Belgian brothers Jean-Pierre and Luc Dardenne have been making documentaries for over two decades. La Promesse is part of their successful move toward a more narrative style. This is the first film the brothers have directed that has garnished much attention from American audiences.

Father and 15-year old son, Roger (Olivier Gourmet) and Igor (Jeremie Renier), manage a corrupt business arranging housing and work for illegal immigrants in Belgium.  Although any indications concerning Igor’s mother remain unspoken and unclarified, the profundity of that absence becomes the motivating force for the final denouement.

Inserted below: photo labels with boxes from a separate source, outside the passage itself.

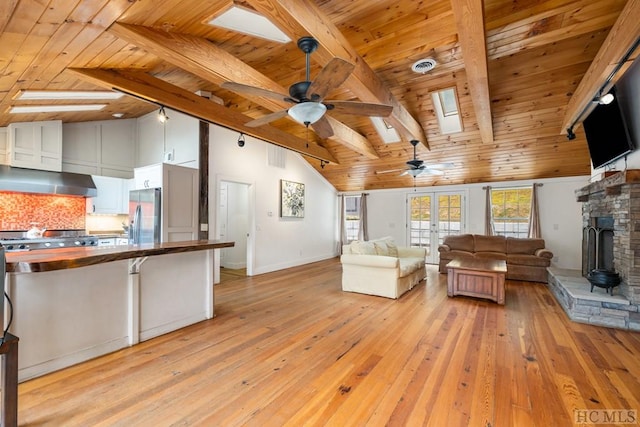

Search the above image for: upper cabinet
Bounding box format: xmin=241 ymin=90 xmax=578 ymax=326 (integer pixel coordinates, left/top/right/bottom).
xmin=136 ymin=109 xmax=200 ymax=169
xmin=6 ymin=120 xmax=62 ymax=172
xmin=87 ymin=175 xmax=129 ymax=214
xmin=62 ymin=119 xmax=137 ymax=178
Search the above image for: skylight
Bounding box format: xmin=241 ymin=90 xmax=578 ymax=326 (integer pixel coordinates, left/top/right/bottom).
xmin=16 ymin=90 xmax=124 ymax=101
xmin=208 ymin=5 xmax=291 ymax=43
xmin=371 ymin=117 xmax=400 ymax=144
xmin=431 ymin=88 xmax=462 ymax=134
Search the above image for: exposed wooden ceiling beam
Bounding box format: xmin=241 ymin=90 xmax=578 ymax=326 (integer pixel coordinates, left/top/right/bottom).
xmin=560 ymin=0 xmax=640 ymax=134
xmin=451 ymin=0 xmax=493 ymax=144
xmin=69 ymin=68 xmax=338 ymax=163
xmin=245 ymin=0 xmax=429 ymax=148
xmin=109 ymin=23 xmax=379 ymax=159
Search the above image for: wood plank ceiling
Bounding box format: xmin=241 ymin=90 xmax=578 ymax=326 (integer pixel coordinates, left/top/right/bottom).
xmin=0 ymin=0 xmax=640 ymax=191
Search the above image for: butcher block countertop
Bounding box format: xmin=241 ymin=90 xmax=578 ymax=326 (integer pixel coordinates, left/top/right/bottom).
xmin=6 ymin=240 xmax=234 ymax=273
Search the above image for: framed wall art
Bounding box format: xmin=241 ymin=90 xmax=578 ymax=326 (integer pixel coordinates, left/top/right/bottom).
xmin=280 ymin=179 xmax=304 ymax=218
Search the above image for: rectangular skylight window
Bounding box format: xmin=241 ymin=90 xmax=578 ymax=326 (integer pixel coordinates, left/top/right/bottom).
xmin=9 ymin=104 xmax=107 ymax=114
xmin=371 ymin=117 xmax=400 ymax=144
xmin=16 ymin=90 xmax=124 ymax=101
xmin=208 ymin=5 xmax=291 ymax=43
xmin=431 ymin=88 xmax=462 ymax=134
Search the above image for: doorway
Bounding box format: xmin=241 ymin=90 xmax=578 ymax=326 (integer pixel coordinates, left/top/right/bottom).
xmin=407 ymin=192 xmax=466 ymax=264
xmin=216 ymin=179 xmax=255 ymax=278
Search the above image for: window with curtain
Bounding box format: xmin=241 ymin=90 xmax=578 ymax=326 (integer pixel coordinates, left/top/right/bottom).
xmin=491 ymin=187 xmax=532 ymax=238
xmin=344 ymin=196 xmax=361 ymax=244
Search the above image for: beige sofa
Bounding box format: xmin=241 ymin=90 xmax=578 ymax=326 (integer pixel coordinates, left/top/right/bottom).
xmin=340 ymin=238 xmax=427 ymax=299
xmin=438 ymin=234 xmax=553 ymax=283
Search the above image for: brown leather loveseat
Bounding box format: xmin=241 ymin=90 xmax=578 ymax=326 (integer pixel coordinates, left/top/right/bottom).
xmin=438 ymin=234 xmax=553 ymax=283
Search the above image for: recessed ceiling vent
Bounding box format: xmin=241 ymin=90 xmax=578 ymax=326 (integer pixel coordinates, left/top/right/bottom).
xmin=411 ymin=58 xmax=438 ymax=74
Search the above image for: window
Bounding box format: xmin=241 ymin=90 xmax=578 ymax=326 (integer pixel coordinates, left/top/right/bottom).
xmin=491 ymin=188 xmax=531 ymax=237
xmin=344 ymin=196 xmax=361 ymax=243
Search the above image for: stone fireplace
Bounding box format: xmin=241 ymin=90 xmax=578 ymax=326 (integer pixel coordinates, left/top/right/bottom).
xmin=577 ymin=171 xmax=640 ymax=304
xmin=548 ymin=170 xmax=640 ymax=331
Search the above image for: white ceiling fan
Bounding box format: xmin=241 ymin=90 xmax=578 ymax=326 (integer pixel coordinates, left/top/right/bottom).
xmin=375 ymin=139 xmax=454 ymax=178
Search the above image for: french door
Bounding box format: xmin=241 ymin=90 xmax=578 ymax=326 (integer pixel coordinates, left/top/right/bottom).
xmin=407 ymin=192 xmax=466 ymax=264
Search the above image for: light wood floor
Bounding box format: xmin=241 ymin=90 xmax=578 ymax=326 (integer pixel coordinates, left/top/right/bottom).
xmin=19 ymin=259 xmax=640 ymax=427
xmin=220 ymin=268 xmax=247 ymax=283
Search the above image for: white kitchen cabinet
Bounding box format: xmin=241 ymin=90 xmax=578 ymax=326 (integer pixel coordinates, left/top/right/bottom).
xmin=6 ymin=120 xmax=62 ymax=172
xmin=62 ymin=119 xmax=137 ymax=178
xmin=134 ymin=163 xmax=200 ymax=242
xmin=136 ymin=109 xmax=200 ymax=168
xmin=87 ymin=175 xmax=129 ymax=214
xmin=98 ymin=237 xmax=116 ymax=246
xmin=0 ymin=128 xmax=9 ymax=165
xmin=133 ymin=163 xmax=162 ymax=190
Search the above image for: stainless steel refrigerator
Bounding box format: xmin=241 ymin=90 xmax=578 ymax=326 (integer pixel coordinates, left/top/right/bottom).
xmin=129 ymin=188 xmax=162 ymax=245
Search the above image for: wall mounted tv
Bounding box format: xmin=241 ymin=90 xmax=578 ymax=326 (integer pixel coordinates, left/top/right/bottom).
xmin=582 ymin=88 xmax=635 ymax=169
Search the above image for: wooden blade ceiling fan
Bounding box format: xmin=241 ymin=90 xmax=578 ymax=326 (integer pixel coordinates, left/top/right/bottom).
xmin=221 ymin=37 xmax=393 ymax=138
xmin=375 ymin=139 xmax=454 ymax=178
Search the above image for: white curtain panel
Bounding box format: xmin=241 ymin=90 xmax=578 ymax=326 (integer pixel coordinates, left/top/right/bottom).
xmin=484 ymin=186 xmax=495 ymax=236
xmin=358 ymin=193 xmax=369 ymax=241
xmin=529 ymin=183 xmax=542 ymax=239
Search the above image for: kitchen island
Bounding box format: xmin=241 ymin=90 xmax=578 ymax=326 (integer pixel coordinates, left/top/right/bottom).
xmin=5 ymin=240 xmax=234 ymax=381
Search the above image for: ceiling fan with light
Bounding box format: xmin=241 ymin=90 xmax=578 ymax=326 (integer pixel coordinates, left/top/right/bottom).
xmin=221 ymin=37 xmax=393 ymax=138
xmin=376 ymin=139 xmax=454 ymax=178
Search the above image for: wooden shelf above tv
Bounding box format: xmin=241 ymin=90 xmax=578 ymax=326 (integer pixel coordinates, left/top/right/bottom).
xmin=576 ymin=169 xmax=640 ymax=202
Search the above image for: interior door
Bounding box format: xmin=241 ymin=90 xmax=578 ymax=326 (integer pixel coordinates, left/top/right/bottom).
xmin=407 ymin=192 xmax=465 ymax=264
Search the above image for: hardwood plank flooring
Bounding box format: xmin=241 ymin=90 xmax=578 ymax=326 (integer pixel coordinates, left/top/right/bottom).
xmin=18 ymin=259 xmax=640 ymax=427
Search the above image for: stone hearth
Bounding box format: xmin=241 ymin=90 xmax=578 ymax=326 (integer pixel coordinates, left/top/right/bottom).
xmin=547 ymin=267 xmax=640 ymax=331
xmin=576 ymin=170 xmax=640 ymax=305
xmin=547 ymin=170 xmax=640 ymax=331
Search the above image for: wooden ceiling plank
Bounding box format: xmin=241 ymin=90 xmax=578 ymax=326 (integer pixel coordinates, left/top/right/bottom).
xmin=0 ymin=0 xmax=18 ymax=32
xmin=451 ymin=0 xmax=493 ymax=143
xmin=560 ymin=0 xmax=640 ymax=134
xmin=327 ymin=116 xmax=380 ymax=159
xmin=247 ymin=0 xmax=429 ymax=147
xmin=488 ymin=13 xmax=618 ymax=60
xmin=110 ymin=24 xmax=377 ymax=158
xmin=69 ymin=68 xmax=338 ymax=163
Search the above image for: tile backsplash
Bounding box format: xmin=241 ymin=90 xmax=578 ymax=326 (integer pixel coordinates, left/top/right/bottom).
xmin=0 ymin=191 xmax=86 ymax=231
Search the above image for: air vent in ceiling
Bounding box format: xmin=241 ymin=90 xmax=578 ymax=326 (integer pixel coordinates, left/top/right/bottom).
xmin=411 ymin=58 xmax=437 ymax=74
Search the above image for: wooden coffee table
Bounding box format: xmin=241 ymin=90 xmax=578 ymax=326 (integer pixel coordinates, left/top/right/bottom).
xmin=447 ymin=258 xmax=507 ymax=304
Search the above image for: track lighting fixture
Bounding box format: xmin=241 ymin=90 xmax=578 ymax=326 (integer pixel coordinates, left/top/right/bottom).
xmin=158 ymin=105 xmax=169 ymax=123
xmin=593 ymin=93 xmax=613 ymax=105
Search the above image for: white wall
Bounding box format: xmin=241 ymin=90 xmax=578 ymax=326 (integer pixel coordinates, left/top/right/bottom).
xmin=220 ymin=182 xmax=249 ymax=269
xmin=136 ymin=108 xmax=200 ymax=169
xmin=348 ymin=176 xmax=589 ymax=269
xmin=209 ymin=125 xmax=338 ymax=274
xmin=139 ymin=109 xmax=592 ymax=274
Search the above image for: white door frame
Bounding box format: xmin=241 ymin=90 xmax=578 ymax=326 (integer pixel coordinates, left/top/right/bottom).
xmin=214 ymin=174 xmax=256 ymax=280
xmin=406 ymin=190 xmax=469 ymax=264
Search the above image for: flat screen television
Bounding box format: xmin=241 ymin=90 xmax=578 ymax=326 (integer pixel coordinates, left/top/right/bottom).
xmin=583 ymin=88 xmax=635 ymax=169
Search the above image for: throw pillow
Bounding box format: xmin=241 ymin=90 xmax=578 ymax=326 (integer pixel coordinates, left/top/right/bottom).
xmin=351 ymin=242 xmax=376 ymax=255
xmin=373 ymin=240 xmax=389 ymax=256
xmin=384 ymin=237 xmax=398 ymax=258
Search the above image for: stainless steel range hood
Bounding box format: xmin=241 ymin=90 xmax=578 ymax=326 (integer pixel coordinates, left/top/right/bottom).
xmin=0 ymin=165 xmax=98 ymax=197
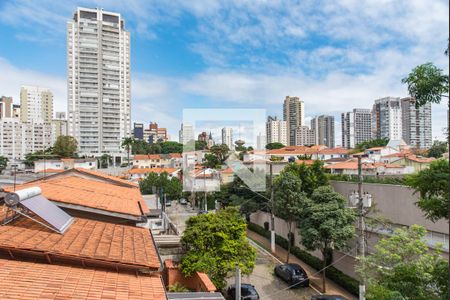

The film is inspired by dialogue from Dostoyevsky’s The Brothers Karamazov.

                        “How can you be guiltier than anyone in the eyes of all? There are
murderers and brigands. What crimes have you committed to blame yourself more than everyone else?”

“My dear mother, my deepest love, know that everyone is guilty in everyone's eyes. I do not know how to explain it to you, but I feel that is so, and it torments me.”

True to the spirit of existentialism, the films ends on an ambiguous note as a mother and son (though biologically unrelated to one another) walk away towards the unknown.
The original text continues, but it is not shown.